无标签数据如何改进自我培训中的概括化? (How does unlabeled data improve generalization in self-training? A one-hidden-layer theoretical analysis)

Self-training, a semi-supervised learning algorithm, leverages a large amount of unlabeled data to improve learning when the labeled data are limited. Despite empirical successes, its theoretical characterization remains elusive. To the best of our knowledge, this work establishes the first theoretical analysis for the known iterative self-training paradigm and proves the benefits of unlabeled data in both training convergence and generalization ability. To make our theoretical analysis feasible, we focus on the case of one-hidden-layer neural networks. However, theoretical understanding of iterative self-training is non-trivial even for a shallow neural network. One of the key challenges is that existing neural network landscape analysis built upon supervised learning no longer holds in the (semi-supervised) self-training paradigm. We address this challenge and prove that iterative self-training converges linearly with both convergence rate and generalization accuracy improved in the order of $1/\sqrt{M}$, where $M$ is the number of unlabeled samples. Experiments from shallow neural networks to deep neural networks are also provided to justify the correctness of our established theoretical insights on self-training.

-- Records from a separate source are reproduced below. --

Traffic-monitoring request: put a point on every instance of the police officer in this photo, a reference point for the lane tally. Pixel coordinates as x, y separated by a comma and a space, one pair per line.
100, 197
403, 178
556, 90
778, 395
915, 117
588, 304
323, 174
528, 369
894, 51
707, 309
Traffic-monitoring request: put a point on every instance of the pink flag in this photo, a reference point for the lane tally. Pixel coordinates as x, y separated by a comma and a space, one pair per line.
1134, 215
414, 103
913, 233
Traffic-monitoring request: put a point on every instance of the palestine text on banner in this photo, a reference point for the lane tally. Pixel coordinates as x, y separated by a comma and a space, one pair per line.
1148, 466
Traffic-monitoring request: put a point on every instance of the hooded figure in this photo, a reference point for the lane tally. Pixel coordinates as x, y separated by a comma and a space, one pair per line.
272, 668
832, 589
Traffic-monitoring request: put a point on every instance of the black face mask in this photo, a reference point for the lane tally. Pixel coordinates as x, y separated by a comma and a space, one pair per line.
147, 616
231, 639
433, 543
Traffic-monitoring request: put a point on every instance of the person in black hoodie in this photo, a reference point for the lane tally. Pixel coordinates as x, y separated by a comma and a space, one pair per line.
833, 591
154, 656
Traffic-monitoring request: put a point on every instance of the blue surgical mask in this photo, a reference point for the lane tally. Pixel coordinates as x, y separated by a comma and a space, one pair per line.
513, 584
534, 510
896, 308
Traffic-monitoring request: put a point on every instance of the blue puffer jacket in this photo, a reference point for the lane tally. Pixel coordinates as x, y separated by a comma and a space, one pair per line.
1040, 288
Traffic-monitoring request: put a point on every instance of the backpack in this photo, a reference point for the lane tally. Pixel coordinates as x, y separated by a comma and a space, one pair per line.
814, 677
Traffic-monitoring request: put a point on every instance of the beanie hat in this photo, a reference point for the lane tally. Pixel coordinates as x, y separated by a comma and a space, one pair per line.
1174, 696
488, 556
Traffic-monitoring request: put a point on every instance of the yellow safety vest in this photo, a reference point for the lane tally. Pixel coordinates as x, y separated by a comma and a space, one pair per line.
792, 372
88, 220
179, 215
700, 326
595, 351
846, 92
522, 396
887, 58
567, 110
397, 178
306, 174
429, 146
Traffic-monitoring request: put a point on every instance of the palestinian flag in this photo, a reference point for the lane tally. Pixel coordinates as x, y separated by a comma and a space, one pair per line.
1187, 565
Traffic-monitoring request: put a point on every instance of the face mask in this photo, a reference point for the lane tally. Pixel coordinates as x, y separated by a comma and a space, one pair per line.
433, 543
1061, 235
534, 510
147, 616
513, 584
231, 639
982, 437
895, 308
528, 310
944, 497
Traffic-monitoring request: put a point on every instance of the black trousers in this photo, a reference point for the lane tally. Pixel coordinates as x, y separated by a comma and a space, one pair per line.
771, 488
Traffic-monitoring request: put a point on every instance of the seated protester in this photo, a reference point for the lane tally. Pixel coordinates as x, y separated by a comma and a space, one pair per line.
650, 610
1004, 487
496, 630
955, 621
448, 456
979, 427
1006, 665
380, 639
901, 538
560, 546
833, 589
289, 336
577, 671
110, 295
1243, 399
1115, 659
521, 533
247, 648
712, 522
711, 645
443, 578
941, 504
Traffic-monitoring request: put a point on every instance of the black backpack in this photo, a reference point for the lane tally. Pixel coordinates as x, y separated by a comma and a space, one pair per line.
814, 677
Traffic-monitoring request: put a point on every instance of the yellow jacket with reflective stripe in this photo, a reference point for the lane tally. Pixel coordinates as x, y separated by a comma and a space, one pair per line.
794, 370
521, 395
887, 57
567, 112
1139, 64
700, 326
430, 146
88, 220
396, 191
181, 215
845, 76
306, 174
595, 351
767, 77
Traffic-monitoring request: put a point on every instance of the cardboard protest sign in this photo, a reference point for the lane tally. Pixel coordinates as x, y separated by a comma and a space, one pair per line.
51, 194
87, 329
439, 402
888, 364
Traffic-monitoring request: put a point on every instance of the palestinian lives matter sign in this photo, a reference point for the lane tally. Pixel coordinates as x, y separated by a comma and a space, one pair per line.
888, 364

翻译：自我培训是一种半监督的学习算法,它利用大量未贴标签的数据来改进在标签数据有限的情况下的学习。尽管取得了经验性的成功,但其理论特征仍然难以找到。根据我们的最佳知识,这项工作为已知的迭代自我培训范式确立了第一个理论分析,并证明了未贴标签的数据在培训趋同和概括化能力方面的益处。为了使理论分析可行,我们把重点放在单层神经网络上。然而,对迭代自我培训的理论理解是非边际的,即使是浅层神经网络也是如此。其中一项关键挑战是,在受监督的学习基础上建立的现有神经网络景观分析不再存在于(半监督的)自我培训范式中。我们应对这一挑战,并证明迭代自我培训与1美元/毫微克/毫拉特的趋同率和一般化精度的提高呈线性一致,而美元是未贴标签的样本数量。从浅层神经网络到深层神经网络的实验也是用来证明我们在自我培训方面既定理论洞察力的正确性。